Here we got F1 accuracy of 0.976 for our training set, which is better than those of classic methods (PART 1). However, here we only had one fold instead of all 10.

After training, we can load the model and use it to make predictions for new texts.

In [5]:
# Finally we test the model with couple of text segments
classifier = TextClassifier.load(data_folder+r"flair_temp\final-model.pt")

# create and test example sentences
from flair.data import Sentence
sentence = Sentence('Jälleenhankintahinnalla tarkoitetaan omaisuuden uushankintahintaa . Tällöin voidaan viitata siihen , mihin hintaan esimerkiksi tietty kone tai laite voitaisiin korvata hankkimalla se markkinoilta tänä päivänä .')
classifier.predict(sentence)
print('Predicted class for text "%s"\n%s' % (sentence.to_plain_string(),sentence.labels))

sentence = Sentence('Elinluovutuskortti antaa luvan käyttää kortin täyttäneen henkilön elimiä ja kudoksia kuoleman jälkeen toisten henkilöiden hengen pelastamiseksi tai terveyden parantamiseksi . Vuoden 2010 lakimuutoksen jälkeen kortti ei enää ole välttämätön , sillä nykyisin oletetaan vainajan suostuneen elintensä luovutukseen , ellei hänen tiedetä sitä elinaikanaan erityisesti kieltäneen . Elinluovutuskortin mukana kantaminen on edelleen hyvä varmistaa tahtonsa toteutuminen . Suomalaisista noin 18 prosenttia on allekirjoittanut elinluovutuskortin .')
classifier.predict(sentence)
print('Predicted class for text "%s"\n%s' % (sentence.to_plain_string(),sentence.labels))

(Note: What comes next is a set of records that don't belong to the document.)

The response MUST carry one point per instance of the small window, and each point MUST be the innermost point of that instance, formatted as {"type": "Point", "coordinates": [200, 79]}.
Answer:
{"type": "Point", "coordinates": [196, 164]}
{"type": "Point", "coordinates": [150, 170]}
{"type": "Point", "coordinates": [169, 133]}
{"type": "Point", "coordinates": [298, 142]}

2019-10-25 13:17:51,078 loading file C:\Users\h01928\Documents\GIT_codes\NLP_kickstart_tutorial\\flair_temp\final-model.pt
Predicted class for text "Jälleenhankintahinnalla tarkoitetaan omaisuuden uushankintahintaa . Tällöin voidaan viitata siihen , mihin hintaan esimerkiksi tietty kone tai laite voitaisiin korvata hankkimalla se markkinoilta tänä päivänä ."
[TALOUS (0.999728262424469)]
Predicted class for text "Elinluovutuskortti antaa luvan käyttää kortin täyttäneen henkilön elimiä ja kudoksia kuoleman jälkeen toisten henkilöiden hengen pelastamiseksi tai terveyden parantamiseksi . Vuoden 2010 lakimuutoksen jälkeen kortti ei enää ole välttämätön , sillä nykyisin oletetaan vainajan suostuneen elintensä luovutukseen , ellei hänen tiedetä sitä elinaikanaan erityisesti kieltäneen . Elinluovutuskortin mukana kantaminen on edelleen hyvä varmistaa tahtonsa toteutuminen . Suomalaisista noin 18 prosenttia on allekirjoittanut elinluovutuskortin ."
[TERVEYS (0.9936586022377014)]